Sans nous départir d'une approche critique, nous devons prendre en compte les évolutions positives, qu'elles soient de fait ou en germe. Au nombre des premières, je citerai la position de l'Azerbaïdjan sur la peine de mort – le pays a, sur ce plan, toujours été aux côtés de la France – et sur la laïcité, entendue comme le droit pour chacun d'exercer sa religion librement, sans être passible d'amende ou d'emprisonnement parce que l'on ne porte pas le voile, comme cela se produit ailleurs. En Azerbaïdjan, la pratique laïque, garantie par la Constitution, est réelle. Cela a été souligné par le pape François lors de sa récente visite comme par le Bureau international de la démocratie et des droits de l'Homme (BIDDH) de l'OSCE, dont le président a rendu hommage à cette tolérance religieuse. Cette position remarquable en un temps où les pays musulmans modérés respectant les libertés se font rare, doit être soutenue car l'état d'esprit, dans les pays voisins de l'Azerbaïdjan, n'est pas toujours le plus propice à cette approche laïque de l'islam, étant donné l'influence qu'y exercent l'Iran, le mouvement salafiste wahhabite venu du Daghestan et des États du Golfe. Le multiculturalisme traduit la volonté de l'Azerbaïdjan d'être un pont entre l'Asie et l'Europe et entre les religions ; le pays a d'ailleurs pour intéressante particularité d'être membre à la fois du Conseil de l'Europe et de l'Organisation de la coopération islamique.
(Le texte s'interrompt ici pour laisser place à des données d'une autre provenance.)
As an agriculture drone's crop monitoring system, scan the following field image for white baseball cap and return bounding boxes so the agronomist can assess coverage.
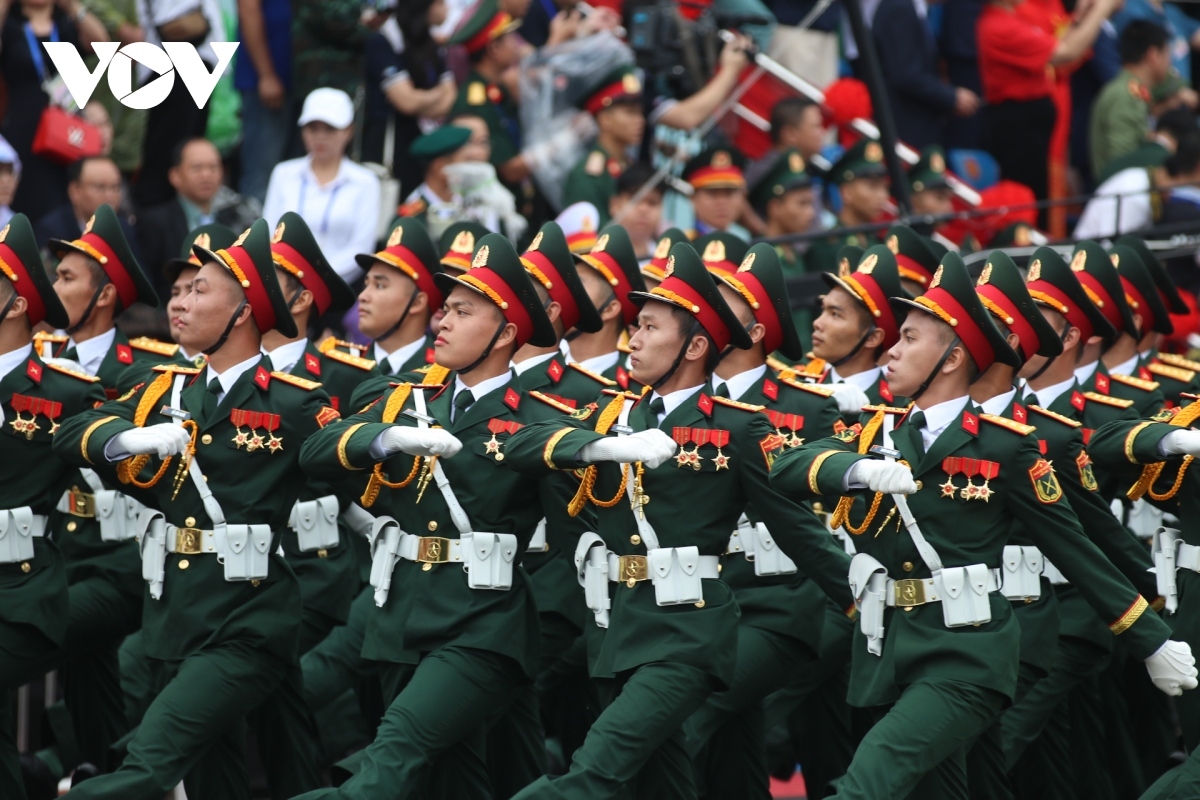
[298,86,354,128]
Au nombre des évolutions prometteuses vers une démocratie plus affirmée et plus claire, je mentionnerai la reprise du dialogue, le 21 septembre dernier, entre l'Azerbaïdjan et le Parlement européen et, plus généralement, avec l'ensemble des institutions européennes. Le plus visible est la négociation actuelle du mandat en vue d'un accord de partenariat et de coopération entre l'Union européenne et l'Azerbaïdjan ; tous les accords de ce type comportent systématiquement un important volet relatif à l'État de droit. Autre élément concret : l'accord en vigueur entre l'Union européenne et l'Azerbaïdjan prévoit l'existence d'un sous-comité bipartite « justice, affaires intérieures, droits de l'homme, démocratie, migration et asile », et l'Azerbaïdjan a donné son accord pour une réunion de ce sous-comité, qui a eu lieu la semaine dernière, avant l'ouverture des négociations du nouvel accord. Enfin, à la suite de la visite à Bakou de Mme Federica Mogherini, Haute-Représentante de l'Union européenne pour les affaires étrangères et la politique de sécurité, et des pressions exercées par certains États dont la France, certains opposants au régime, y compris les époux Yunus et Mme Ismaïlova, ont bénéficié de libérations conditionnelles et 148 personnes ont été amnistiées, dont plusieurs activistes des droits de l'Homme inclus.